Heritage is not measured by what one inherits. It is defined by what a person chooses to take responsibility for — before the past and the future alike. Elen Levitt, cultural strategist, art curator at World Arabia, and founder of ArtLevel art management company UAE, reflects on a remarkable exhibition held in the UAE: a meeting point between the Russian Silver Age theatre, dynastic memory, and the question of what it means to sustain cultural identity beyond borders.
For those who think in generational terms, continuity becomes a form of inner service — a commitment to culture as a living responsibility. From this perspective, the concept of the visit of Prince Nikita Dmitrievich Lobanov-Rostovsky and his wife June to the United Arab Emirates was conceived — his first visit to the region in over forty years. From the very beginning, this was not envisaged as a protocol event or a private trip, but as a unified cultural statement in which personal destiny, family history, and artistic legacy converge into a single, uninterrupted line.

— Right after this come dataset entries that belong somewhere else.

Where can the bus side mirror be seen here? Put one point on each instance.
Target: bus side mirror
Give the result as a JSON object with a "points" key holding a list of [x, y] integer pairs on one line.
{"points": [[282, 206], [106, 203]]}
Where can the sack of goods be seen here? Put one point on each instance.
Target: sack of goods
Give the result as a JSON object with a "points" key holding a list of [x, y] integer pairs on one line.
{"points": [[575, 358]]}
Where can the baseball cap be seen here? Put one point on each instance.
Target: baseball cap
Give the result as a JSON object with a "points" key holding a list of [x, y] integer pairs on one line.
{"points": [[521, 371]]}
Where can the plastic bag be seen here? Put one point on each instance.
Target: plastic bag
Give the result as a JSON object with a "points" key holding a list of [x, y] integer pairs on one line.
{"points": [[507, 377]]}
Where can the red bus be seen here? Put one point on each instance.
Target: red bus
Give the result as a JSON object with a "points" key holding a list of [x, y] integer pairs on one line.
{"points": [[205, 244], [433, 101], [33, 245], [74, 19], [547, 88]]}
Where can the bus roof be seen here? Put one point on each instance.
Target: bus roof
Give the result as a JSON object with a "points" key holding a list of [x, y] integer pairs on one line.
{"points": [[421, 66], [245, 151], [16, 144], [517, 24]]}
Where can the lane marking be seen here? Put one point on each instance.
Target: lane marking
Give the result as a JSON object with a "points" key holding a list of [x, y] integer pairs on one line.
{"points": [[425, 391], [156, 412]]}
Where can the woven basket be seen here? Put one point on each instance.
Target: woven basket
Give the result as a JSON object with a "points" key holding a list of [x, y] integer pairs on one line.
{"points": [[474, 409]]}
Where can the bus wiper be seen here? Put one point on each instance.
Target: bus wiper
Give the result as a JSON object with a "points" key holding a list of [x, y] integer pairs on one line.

One of the conceptual pillars of the visit was a meeting at the Bassam Freiha Art Foundation in Abu Dhabi. This was a conversation between two collectors and two families for whom art is not a private interest, but a form of service to the cultures of their respective countries. The discussion centred on the role of private foundations and collections in shaping institutional ecosystems — on the preservation of memory across long historical horizons.
It was a dialogue about memory that survives catastrophe. About culture as a form of resilience. About the collection as an act of trust in the future.
On 12th February, the exhibition A Royal Lineage: Across a Thousand Years of History opened at BC Academy in Dubai. At its centre was not only the Silver Age theatre as an artistic phenomenon, but a broader conversation about heritage, continuity, and the role of art in transmitting cultural memory within a contemporary, multinational, and mobile world. Prince Nikita Dmitrievich Lobanov-Rostovsky is a descendant of the Rurikid dynasty, founded by Rurik — the originator of Russian statehood.
His ancestors ruled Rus for over 700 years. Today, he is one of the most significant collectors and custodians of Russian Silver Age theatrical art. His collection — the largest private collection of Russian theatrical modernism and avant-garde — comprises over 1,100 works by 177 artists.
In a world where borders are increasingly fluid and identities layered, culture does not disappear when one’s address changes. Heritage is not a territory — it is an inner axis.